Still, a small group of holdouts vowed to stay. Womer was one of them, remaining in her house until the day she died in 2001. Her husband still lives there.

There has been a surge in interest in Centralia recently.

Along with Quigley’s book, a new feature-length documentary, “The Town That Was,” follows the exploits of 30-something John Lokitis, Centralia’s youngest resident, as he tries to keep the town alive. It has been screened at various film festivals and will compete at the Los Angeles Film Festival later this month.

Though Centralia’s numbers have dwindled steadily, its residents jealously guard the town’s image and reject the “ghost town” label, however apt.

“I think this town is more beautiful than ever,” said Helen Tanis, 80, who was born and raised in Centralia and lives in a stone-and-siding ranch house on Centre Street. Quigley’s great-aunt was Tanis’ first-grade teacher. “There’s a lot of room, and we’re safe. Centralia used to be tops, and it still is.”
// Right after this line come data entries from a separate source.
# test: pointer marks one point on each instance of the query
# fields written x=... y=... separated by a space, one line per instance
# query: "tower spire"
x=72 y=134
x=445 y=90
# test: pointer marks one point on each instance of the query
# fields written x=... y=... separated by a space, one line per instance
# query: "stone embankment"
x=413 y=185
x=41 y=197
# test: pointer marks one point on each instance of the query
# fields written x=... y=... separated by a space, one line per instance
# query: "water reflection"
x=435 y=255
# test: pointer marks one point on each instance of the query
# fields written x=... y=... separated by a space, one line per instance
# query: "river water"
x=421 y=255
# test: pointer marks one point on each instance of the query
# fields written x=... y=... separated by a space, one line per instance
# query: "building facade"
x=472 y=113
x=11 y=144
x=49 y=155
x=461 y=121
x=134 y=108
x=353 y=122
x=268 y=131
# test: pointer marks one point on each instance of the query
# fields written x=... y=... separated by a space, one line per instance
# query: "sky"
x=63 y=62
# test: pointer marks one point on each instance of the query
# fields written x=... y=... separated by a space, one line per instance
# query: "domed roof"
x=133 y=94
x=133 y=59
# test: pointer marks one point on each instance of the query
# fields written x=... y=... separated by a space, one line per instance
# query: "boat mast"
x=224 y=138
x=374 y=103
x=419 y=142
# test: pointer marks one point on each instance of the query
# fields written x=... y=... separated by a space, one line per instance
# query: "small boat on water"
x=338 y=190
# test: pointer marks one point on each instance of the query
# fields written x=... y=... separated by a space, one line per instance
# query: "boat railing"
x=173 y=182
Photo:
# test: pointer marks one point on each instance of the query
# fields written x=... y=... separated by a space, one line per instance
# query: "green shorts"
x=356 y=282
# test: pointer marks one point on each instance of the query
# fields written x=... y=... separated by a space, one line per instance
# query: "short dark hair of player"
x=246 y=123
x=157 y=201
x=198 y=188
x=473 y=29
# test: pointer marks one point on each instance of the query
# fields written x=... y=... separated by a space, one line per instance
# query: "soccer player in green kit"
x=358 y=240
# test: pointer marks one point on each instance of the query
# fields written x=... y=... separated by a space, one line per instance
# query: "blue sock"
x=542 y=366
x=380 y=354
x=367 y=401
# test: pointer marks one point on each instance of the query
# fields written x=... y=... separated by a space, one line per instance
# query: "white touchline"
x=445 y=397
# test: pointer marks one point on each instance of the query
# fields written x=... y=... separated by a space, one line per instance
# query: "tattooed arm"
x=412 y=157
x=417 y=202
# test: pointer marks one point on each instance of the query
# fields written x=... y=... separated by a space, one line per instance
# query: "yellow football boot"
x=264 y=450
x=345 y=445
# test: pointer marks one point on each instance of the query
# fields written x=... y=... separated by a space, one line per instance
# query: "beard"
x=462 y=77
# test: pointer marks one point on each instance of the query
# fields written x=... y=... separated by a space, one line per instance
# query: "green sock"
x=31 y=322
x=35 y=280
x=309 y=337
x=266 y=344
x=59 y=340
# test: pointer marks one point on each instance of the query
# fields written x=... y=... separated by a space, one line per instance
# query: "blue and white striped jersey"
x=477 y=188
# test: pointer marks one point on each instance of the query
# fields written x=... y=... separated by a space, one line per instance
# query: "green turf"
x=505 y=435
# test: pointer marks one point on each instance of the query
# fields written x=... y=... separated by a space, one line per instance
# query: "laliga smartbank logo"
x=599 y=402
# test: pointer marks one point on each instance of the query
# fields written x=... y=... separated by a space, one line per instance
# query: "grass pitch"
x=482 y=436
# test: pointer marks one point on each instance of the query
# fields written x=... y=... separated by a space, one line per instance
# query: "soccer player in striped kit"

Indeed, for a ghost town, Centralia is improbably well-maintained.

American flags are planted in large boulders of coal in residents’ yards. The houses are neatly kept. A spit-shined community ambulance and fire engine are parked in the garage of the borough building; just inside the door is a sign that says, “Keep Centralia on the Map.”

Henry Klimowicz, a retiree from nearby Mount Carmel who comes to Centralia to exercise, said tourists often stop him and ask, “Where’s Centralia?” — not realizing they are in the middle of it.

“They want to see the big mine fire,” said Klimowicz, taking a stroll around one of the town’s cemeteries. “I tell them it’s all in the ground, buried deep.”